The regal tang (Paracanthurus hepatus) is a colorful reef fish in the family Acanthuridae. A fish in marine aquaria, it is the only member of the genus Paracanthurus. A number of common names are attributed to the species, including palette surgeonfish, blue tang (leading to confusion with the Atlantic Acanthurus coeruleus), royal blue tang, hippo tang, flagtail surgeonfish and blue surgeonfish.
Paracanthurus hepatus has a royal blue body, yellow tail, and black 'palette' design. The lower body is yellow in the west-central Indian Ocean. It grows to 31 cm (12.25 in.). The species' range is broad, but it is nowhere common. It can be found throughout the Indo-Pacific. It is seen in reefs of East Africa, Japan, Samoa, New Caledonia, and the Great Barrier Reef.
The blue tang is not evaluated by the World Conservation Union (IUCN), but is of low vulnerability.
As a juvenile, its diet consists primarily of plankton. Adults are omnivorous and feed on plankton, but will also graze on algae. Spawning occurs during late afternoon and evening hours.
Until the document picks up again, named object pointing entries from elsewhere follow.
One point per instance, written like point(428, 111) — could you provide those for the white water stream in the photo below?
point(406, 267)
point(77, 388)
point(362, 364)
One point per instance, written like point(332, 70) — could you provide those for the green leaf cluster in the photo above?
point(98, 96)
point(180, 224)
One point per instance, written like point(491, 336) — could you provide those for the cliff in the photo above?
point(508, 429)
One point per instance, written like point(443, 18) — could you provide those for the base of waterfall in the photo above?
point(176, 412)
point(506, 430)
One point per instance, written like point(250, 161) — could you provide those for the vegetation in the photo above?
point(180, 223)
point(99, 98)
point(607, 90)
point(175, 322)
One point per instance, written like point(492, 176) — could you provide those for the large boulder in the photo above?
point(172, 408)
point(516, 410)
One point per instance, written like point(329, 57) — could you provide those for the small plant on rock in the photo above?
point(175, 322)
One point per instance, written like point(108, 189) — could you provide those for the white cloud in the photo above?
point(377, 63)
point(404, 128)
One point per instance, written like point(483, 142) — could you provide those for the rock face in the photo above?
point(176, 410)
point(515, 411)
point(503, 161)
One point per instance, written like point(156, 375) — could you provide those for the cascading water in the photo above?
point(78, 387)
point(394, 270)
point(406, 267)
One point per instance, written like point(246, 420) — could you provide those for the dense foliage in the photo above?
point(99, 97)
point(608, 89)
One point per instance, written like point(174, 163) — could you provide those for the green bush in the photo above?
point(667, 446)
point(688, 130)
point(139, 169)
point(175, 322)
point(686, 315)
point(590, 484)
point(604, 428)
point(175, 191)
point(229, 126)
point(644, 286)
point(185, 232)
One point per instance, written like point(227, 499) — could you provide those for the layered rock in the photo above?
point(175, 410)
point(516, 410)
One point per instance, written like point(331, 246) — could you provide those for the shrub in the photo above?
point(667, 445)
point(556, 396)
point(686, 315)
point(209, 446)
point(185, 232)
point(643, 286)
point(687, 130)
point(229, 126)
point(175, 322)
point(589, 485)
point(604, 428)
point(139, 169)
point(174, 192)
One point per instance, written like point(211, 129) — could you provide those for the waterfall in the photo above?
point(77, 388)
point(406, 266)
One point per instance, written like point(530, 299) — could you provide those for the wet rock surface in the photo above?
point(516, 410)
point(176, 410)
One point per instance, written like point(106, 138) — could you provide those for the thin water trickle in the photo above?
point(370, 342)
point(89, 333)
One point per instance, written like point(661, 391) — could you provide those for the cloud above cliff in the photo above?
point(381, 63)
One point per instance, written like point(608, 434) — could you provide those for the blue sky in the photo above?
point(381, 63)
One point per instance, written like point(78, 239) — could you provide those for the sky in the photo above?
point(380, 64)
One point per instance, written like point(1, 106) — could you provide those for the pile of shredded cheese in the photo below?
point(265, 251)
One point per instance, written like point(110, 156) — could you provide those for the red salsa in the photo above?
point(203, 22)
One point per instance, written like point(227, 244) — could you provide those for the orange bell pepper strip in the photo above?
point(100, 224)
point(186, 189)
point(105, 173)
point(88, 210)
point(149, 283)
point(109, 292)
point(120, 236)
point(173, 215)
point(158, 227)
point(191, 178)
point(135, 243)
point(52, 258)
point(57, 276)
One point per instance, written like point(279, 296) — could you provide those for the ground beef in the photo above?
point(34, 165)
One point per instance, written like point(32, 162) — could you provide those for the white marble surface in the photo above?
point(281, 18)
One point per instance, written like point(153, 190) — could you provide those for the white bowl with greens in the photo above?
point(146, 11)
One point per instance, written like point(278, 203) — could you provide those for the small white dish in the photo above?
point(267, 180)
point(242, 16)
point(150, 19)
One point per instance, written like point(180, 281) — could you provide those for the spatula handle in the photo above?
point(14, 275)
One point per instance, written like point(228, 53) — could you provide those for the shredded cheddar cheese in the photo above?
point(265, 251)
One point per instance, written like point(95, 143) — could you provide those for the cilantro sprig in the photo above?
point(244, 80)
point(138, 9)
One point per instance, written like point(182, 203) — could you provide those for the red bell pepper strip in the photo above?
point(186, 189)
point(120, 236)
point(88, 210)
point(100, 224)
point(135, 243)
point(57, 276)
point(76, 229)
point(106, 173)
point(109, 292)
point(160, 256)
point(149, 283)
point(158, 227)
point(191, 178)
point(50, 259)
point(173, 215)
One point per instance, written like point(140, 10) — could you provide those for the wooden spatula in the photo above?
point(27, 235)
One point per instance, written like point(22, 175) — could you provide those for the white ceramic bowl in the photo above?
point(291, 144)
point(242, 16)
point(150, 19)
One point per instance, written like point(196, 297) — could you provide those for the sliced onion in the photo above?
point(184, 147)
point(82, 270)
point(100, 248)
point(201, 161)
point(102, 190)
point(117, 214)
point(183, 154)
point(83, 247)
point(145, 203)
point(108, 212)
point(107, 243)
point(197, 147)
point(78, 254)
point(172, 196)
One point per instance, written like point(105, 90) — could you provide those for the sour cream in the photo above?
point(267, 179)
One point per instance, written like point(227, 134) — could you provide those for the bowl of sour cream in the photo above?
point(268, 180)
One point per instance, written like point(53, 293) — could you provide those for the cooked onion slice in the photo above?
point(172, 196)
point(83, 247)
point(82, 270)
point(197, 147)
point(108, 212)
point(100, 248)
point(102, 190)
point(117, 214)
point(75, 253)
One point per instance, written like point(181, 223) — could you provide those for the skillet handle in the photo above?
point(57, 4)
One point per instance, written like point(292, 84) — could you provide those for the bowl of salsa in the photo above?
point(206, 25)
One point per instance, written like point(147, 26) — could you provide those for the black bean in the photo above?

This event is indicated by a change in color from a uniform dark blue to a pale blue.
Importance to humans Edit
The blue tang is of minor commercial fisheries importance, however, it is a bait fish. The flesh has a strong odor and is not highly prized. This fish may cause ciguatera poisoning if consumed by humans. However, blue tangs are collected commercially for the aquarium trade. Handling the tang risks the chances of being badly cut by the caudal spine. These spines, on both sides of the caudal peduncle, are extended from the body when the fish becomes excited. The quick, thrashing sideways motion of the tail can produce deep wounds that result in swelling and discoloration, posing a risk of infection. It is believed that some species of Acanthurus have venom glands while others do not. The spines are used only as a method of protection against aggressors.
Aquarium life Edit
As juveniles, they require a 40 gallon aquarium, but as adults require a 75 gallon tank. They will eat small crustaceans such as mysids and krill. Adults nibble algae and nori. Having more than one in a small aquarium can cause stress, which can lead to injury from fighting. This fish is reef compatible — will not eat corals or anemones.